FDA Collaboration Seeks to Speed Development of Pneumococcal Vaccines for Children in Developing Countries
PATH supports FDA advancement of a key step in vaccine development
The U.S. Food and Drug Administration (FDA) today announced a collaboration with PATH to advance development of a vaccine to protect children against diseases caused by Streptococcus pneumoniae (pneumococcus), especially pneumonia.
Worldwide, the bacterium also causes infections of the brain (meningitis), blood (sepsis), and middle ear (otitis media) and each year kills about 1 million children younger than 5 years of age. The collaboration aims to improve the techniques used to produce effective, safe, and affordable vaccines against pneumococcal disease for children in the developing world.
PATH is an international nonprofit organization based in Seattle that creates sustainable, culturally relevant, and affordable solutions to help communities worldwide to break cycles of poor health.
The collaborative project, expected to run for two years, is being conducted under the Cooperative Research and Development Agreement (CRADA) program. The program allows federal laboratories and businesses to form partnerships that help expedite research activities.
Under the agreement, PATH will help the FDA obtain materials needed for the agency to develop the conjugate vaccine technology. PATH also will provide approximately $480,000 to the FDA for the development of both the conjugation technology and tests to determine if the carrier proteins are properly linked to the polysaccharides.
The goal of the CRADA is to evaluate the application of Center for Biologics Evaluation and Research (CBER) conjugation technology to pneumococcal vaccines. If it holds promise for fulfilling the goal of providing safe, effective, and affordable pneumococcal vaccines, the CRADA permits transfer of the technology to the China National Biotec Group's Chengdu Institute of Biological Products, and eventually to groups in other developing countries as appropriate.
"CBER will use its scientific expertise to develop technology for a vaccine against pneumococcal disease that is safe and effective," said Karen Midthun, M.D., acting director of the FDA's CBER. "The collaboration with PATH is an example of how the FDA applies technologies it develops to public health issues in the United States and throughout the world under the agency's Critical Path Initiative."

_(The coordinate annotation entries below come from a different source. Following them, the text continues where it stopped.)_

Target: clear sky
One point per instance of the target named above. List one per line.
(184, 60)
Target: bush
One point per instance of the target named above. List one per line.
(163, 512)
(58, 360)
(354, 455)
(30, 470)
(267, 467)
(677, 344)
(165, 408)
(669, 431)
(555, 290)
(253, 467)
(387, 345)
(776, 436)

The goal of the FDA's work is to improve the efficiency of a key technology in the development of pneumococcal conjugate vaccine candidates. The technology is used to link a piece of the bacterium's surface coating, a polysaccharide made up of long chains of sugars, to a special molecule called a carrier protein in a process called conjugation.
When carrier proteins are joined with the polysaccharides, they significantly increase the strength of the immune response. Without these proteins, the polysaccharides by themselves would not trigger an adequate immune response in young children.
CBER conjugation technology has already been used by the Meningitis Vaccine Project-a partnership between PATH and the World Health Organization-for the development of a conjugate vaccine to prevent meningococcal meningitis in Africa.